Quelque chose – mais quoi ? – me dit que ce musée vieillira mal comme vieillira mal le Musée Guggenheim de Bilbao. Une fois encore, ne seraient-ils pas “nés vieux” ? On me dira que j’ai des goûts petit-bourgeois et qu’en cela je ressemble à Staline confronté aux artistes du constructivisme, comme Tatline, une remarque qui ne m’aidera guère à réfléchir. Quoiqu’il en soit, j’espère que mes capacités d’enthousiasme et d’émerveillement restent intactes.
Le désagrément avait commencé à me prendre sur la Lindenstraße, devant le musée, puis à l’intérieur… un désagrément qui ne fut le prélude à aucune révélation. J’ai fini par soupirer en me disant que ce projet aurait dû s’en tenir à des esquisses, dans un carnet à dessin. Les concepts ! Ces voids (vides), cavités polygonales en béton nu qui se dressent du sol jusqu’au toit, symboles d’une absence par annihilation, et autres concepts, pourquoi pas ? Mais enfin, la fonction d’un musée est de se taire, non de bavarder ainsi.
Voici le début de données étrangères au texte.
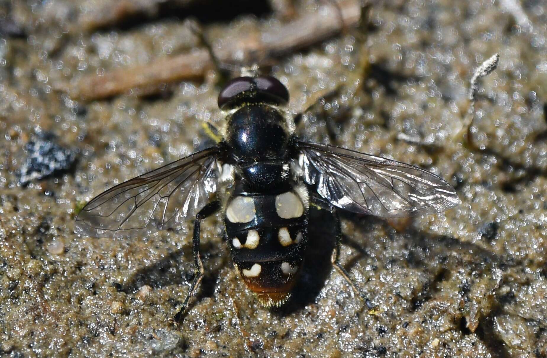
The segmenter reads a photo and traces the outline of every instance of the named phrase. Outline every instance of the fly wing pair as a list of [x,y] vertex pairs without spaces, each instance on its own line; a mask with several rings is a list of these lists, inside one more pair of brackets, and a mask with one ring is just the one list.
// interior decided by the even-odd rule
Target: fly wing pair
[[[303,180],[333,205],[384,218],[440,213],[461,202],[442,178],[404,163],[348,149],[297,142]],[[134,237],[178,228],[217,190],[220,150],[213,147],[107,190],[76,219],[77,232]]]

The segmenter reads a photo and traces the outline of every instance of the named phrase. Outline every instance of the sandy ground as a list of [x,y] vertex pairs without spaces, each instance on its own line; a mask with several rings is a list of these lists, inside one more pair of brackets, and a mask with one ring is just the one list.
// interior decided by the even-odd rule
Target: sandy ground
[[[106,189],[211,145],[203,124],[224,115],[218,73],[144,97],[85,101],[74,89],[199,45],[187,16],[215,38],[281,15],[150,1],[138,17],[108,20],[106,2],[2,3],[0,356],[547,357],[544,2],[374,2],[358,28],[275,60],[294,113],[328,93],[304,137],[420,166],[462,203],[389,221],[341,213],[342,261],[366,302],[330,265],[332,222],[312,213],[308,263],[274,310],[237,277],[222,218],[208,219],[206,277],[178,327],[191,221],[130,240],[78,237],[74,219]],[[96,10],[104,24],[89,20]],[[469,79],[496,53],[466,140]]]

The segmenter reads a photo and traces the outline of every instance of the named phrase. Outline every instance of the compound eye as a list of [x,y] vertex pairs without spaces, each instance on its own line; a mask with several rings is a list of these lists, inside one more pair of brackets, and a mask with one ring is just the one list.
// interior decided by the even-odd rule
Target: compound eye
[[287,87],[275,77],[261,76],[254,79],[259,93],[267,95],[278,101],[279,104],[289,102],[289,91]]
[[239,95],[251,91],[255,86],[251,77],[238,77],[229,81],[218,95],[218,107],[224,109]]
[[289,91],[279,80],[271,76],[238,77],[228,82],[218,95],[218,107],[234,108],[245,102],[286,104]]

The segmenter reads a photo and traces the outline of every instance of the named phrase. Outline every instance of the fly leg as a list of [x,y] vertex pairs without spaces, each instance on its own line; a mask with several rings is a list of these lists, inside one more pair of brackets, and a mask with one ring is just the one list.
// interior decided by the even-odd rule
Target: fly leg
[[330,262],[332,262],[334,268],[338,271],[340,275],[351,286],[352,289],[353,290],[353,293],[355,294],[356,296],[359,297],[360,300],[364,301],[365,300],[359,291],[357,285],[350,277],[350,274],[346,271],[346,269],[344,268],[344,266],[342,266],[342,264],[340,262],[340,244],[342,242],[343,235],[342,233],[342,228],[340,226],[340,218],[338,215],[338,211],[332,204],[329,203],[319,195],[311,194],[310,198],[313,205],[322,210],[328,210],[332,214],[333,219],[334,220],[335,225],[336,225],[336,245],[334,249],[333,250],[333,254],[330,256]]
[[218,210],[220,207],[220,202],[218,201],[213,201],[203,207],[203,208],[196,215],[196,221],[194,224],[194,238],[192,240],[192,254],[196,264],[196,273],[194,279],[192,280],[192,284],[190,286],[190,290],[186,295],[186,298],[178,310],[178,313],[174,317],[176,322],[182,321],[183,315],[186,313],[187,309],[188,308],[188,301],[190,297],[194,296],[197,285],[199,285],[203,277],[203,264],[201,261],[201,256],[200,255],[200,229],[201,226],[201,220],[214,214],[215,212]]

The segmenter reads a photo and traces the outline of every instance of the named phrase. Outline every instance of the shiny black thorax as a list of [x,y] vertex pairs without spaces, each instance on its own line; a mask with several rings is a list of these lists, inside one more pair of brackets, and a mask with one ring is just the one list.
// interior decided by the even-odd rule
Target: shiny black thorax
[[[270,295],[268,300],[282,302],[294,284],[307,241],[307,204],[298,196],[301,190],[297,193],[299,184],[290,174],[287,122],[275,105],[253,101],[234,109],[228,120],[224,160],[234,166],[236,184],[226,203],[225,238],[248,286]],[[301,205],[301,214],[280,214],[283,198],[281,202],[289,209]],[[245,200],[252,203],[243,204],[243,210],[232,206]],[[246,211],[247,205],[252,212]],[[241,213],[250,219],[234,222]],[[259,274],[254,277],[258,267]],[[272,298],[276,294],[279,297]]]
[[288,189],[289,134],[285,120],[265,104],[243,105],[229,119],[227,162],[236,166],[243,187],[258,192]]

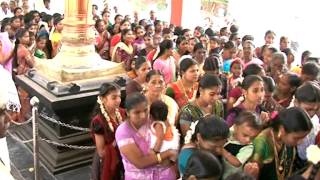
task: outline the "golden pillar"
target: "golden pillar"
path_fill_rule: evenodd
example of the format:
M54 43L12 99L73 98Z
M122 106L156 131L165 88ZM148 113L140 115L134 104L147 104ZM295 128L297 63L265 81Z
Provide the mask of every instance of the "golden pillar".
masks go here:
M70 82L123 75L122 64L95 52L92 0L65 0L62 46L52 60L37 60L36 69L50 80Z

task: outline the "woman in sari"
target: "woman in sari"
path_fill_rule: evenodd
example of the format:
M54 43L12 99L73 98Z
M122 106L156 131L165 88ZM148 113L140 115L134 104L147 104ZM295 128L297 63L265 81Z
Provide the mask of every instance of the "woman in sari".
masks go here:
M191 123L206 115L223 117L223 104L220 101L221 81L212 74L205 74L199 82L196 99L181 108L179 126L184 137Z
M116 131L125 169L125 180L175 180L172 165L156 166L175 160L177 152L166 150L161 153L150 149L150 121L148 102L144 95L135 93L126 99L128 119Z
M196 98L199 80L198 63L191 59L183 59L180 63L181 79L169 84L166 94L173 98L179 107Z
M307 113L297 107L282 110L254 140L251 163L244 170L259 180L284 180L292 174L295 146L312 129Z
M132 43L134 41L134 35L132 30L124 29L121 31L121 42L119 42L113 49L112 61L117 63L124 63L126 71L131 71L132 59L134 57L134 51Z
M176 64L173 58L173 42L171 40L163 40L160 43L160 51L157 57L152 62L154 70L159 70L166 84L176 80Z
M129 81L129 83L126 85L127 96L135 92L142 93L143 90L146 89L146 76L150 70L150 62L147 61L144 56L140 56L135 59L134 72L137 77L131 79L131 81Z
M103 20L98 19L95 28L99 33L96 37L95 47L102 59L109 60L109 38L110 35L106 30L106 24Z
M123 173L119 149L115 143L115 131L125 119L120 87L103 84L97 101L97 110L91 122L92 137L97 150L94 156L92 178L94 180L116 180Z
M161 100L168 106L168 120L171 125L176 125L179 106L169 96L164 94L165 82L164 77L157 70L151 70L146 76L146 92L144 93L150 106L154 101Z
M22 75L33 68L35 61L32 53L28 50L30 41L29 31L27 29L19 29L16 34L15 47L13 49L13 75ZM19 113L19 121L24 121L26 115L30 112L29 94L22 88L18 87L19 97L21 101L21 110Z
M120 18L120 16L118 16L118 18ZM115 17L115 19L117 19L117 16ZM111 58L112 58L112 53L114 51L115 46L119 42L121 42L121 32L125 29L131 29L130 22L127 20L120 20L120 22L118 23L116 22L113 25L113 36L110 39L110 57Z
Le visiteur doit faire avec l’extrême richesse des documents présentés, à quoi bon vouloir le distraire et l’énerver ? Et suis très heureux d’apprendre que le nombre de segments qui composent la structure en ligne brisée de cet ensemble correspond au nombre des parties qui composent “Einbahnstraße” de Walter Benjamin. Mais après ?
Tous les édifices qui ont marqué l’Histoire répondent à des plans simples, quelle que soit leur richesse décorative. Pensons en particulier aux églises des frères Dominikus et Johann Baptist Zimmermann ou aux temples hindous du Sud de l’Inde, à la cathédrale d’Amiens ou au temple de Borobudur. Les complications structurelles du déconstructivisme ne traduiraient-elles pas la fatigue, l’extrême fatigue d’une époque ?
On a souligné la ressemblance – un air de famille – entre les travaux de Daniel Libeskind et l’expressionisme allemand, avec notamment ces décors pour studios de cinéma mais aussi ces peintures et gravures qui montrent des villes en implosion/explosion comme celles de Ludwig Meidner, autant d’œuvres dont j’admire la puissance du graphisme et de la couleur. Mais pour l’heure cet air de famille ne m’aide en rien. Qu’y puis-je ? Aux complications de Daniel Libeskind et autres déconstructivistes je préfère tellement la pureté d’une construction du Bauhaus, de Ludwig Mies van der Rohe en particulier.
Daniel Libeskind est l’auteur du musée d’Osnabrück dédié à Felix Nußbaum, originaire de cette ville. Il est antérieur au Musée juif de Berlin qu’il annonce en quelque sorte. Ses dimensions en sont bien plus modestes. Je n’en ai vu que des photographies mais je dois dire, une fois encore, n’avoir pris aucun plaisir à en détailler les volumes alors que les textes théoriques de Jacques Derrida sur le déconstructivisme trouvent en moi un lecteur plutôt enthousiaste.